When running the software and entering the default password, you are normally greeted with an error message saying "The Programmed Board not responding!" if there is no programmer attached. The software will continue to load once the error is acknowledged, and allow you to begin configuring pager settings and save/load .tbl configuration files.

  • ALA26B(USB).exe: The main program
  • csins.dat: The same exact installer of the program (setup.exe) but renamed with a .dat file extension (For uninstallation purposes?). File hashes match.
  • default.tbl: The default pager configuration settings which are loaded at startup
    • You can find the hand programming passcode in this file. The passcode is not encrypted or obscured in any context. The passcode is 4 bytes long and begins at hex address 0x37C. The bytes are directly written to memory, so for example if the passcode set is 1234, the bytes read in order will read as 0x01, 0x02, 0x03, 0x04.
  • inpout32.dll: Standard Windows driver for hardware access to serial ports
  • pager.dat: Unknown purpose. Apparently contains the software password AC5678 somewhere within. When removed or renamed and attempting to enter the password to unlock the software, it reports "No password table!Program will be end!". Same file hash as the pager.dat included with setup.exe.
  • PL2303_Prolific_DriverInstaller_10311.exe: Self explanitory. Appears to be a normal installer. Unknown if modified in any way, most likely not.
  • Uninstall.exe: Also self explanitory. Seems to be a standard Windows uninstaller.


Software Startup

Upon startup and entry of the software password, the program looks for a PL2303 Prolific based serial device attached to the computer. If found, the COM port is set in a registry key located in HKEY_LOCAL_MACHINE\HARDWARE\DEVICEMAP\SERIALCOMM, though it seems to want it on COM1?

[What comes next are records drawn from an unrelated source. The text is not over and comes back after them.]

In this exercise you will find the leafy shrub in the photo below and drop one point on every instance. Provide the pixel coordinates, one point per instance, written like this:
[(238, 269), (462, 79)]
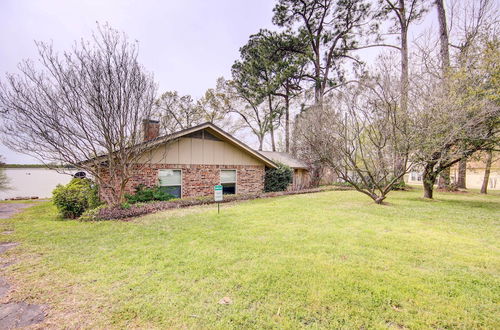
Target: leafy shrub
[(139, 209), (278, 179), (145, 194), (76, 197)]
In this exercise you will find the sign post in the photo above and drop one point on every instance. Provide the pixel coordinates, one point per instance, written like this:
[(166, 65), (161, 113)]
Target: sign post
[(218, 196)]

The software then outputs the following on the serial port (9600 8N1) before giving the "The Programmed Board not responding!" error:

GoldApollo5R Š

Which is the following in raw serial bytes

47 6f 6c 64 41 70 6f 6c 6c 6f 35 52 03 00 00 00 00 8a

I have tried replaying the same byte sequence in response, as well as sending just "Apollo" with no luck. My assumption is there must be some reply word sent by the programmer itself, similar to the DeLorme TripMate GPS which needs the word "ASTRAL" sent on it's RX pin to enable the GPS.


default.tbl

This file seems to be very similar to the contents of the pager EEPROM when dumped from a working unit. A large portion is ASCII text for the menus which can be customized using the software.



Caveats

  • Channel spacing seems to commonly be set to 25 kHz, making the common DAPNET frequency of 439.9875 MHz[9] unable to be set without an error message. The pager can be set to use 12.5 kHz channel spacing, but requires the programming software to accomplish. The easiest solution without software access is to choose a different frequency while minding the amateur satellite band (435 - 438 MHz)[10]
  • Currently, we do not know how to reset the hand programming password without a programmer. The passcode is clearly visible in the .tbl files, but not in any EEPROM dumps done thus far.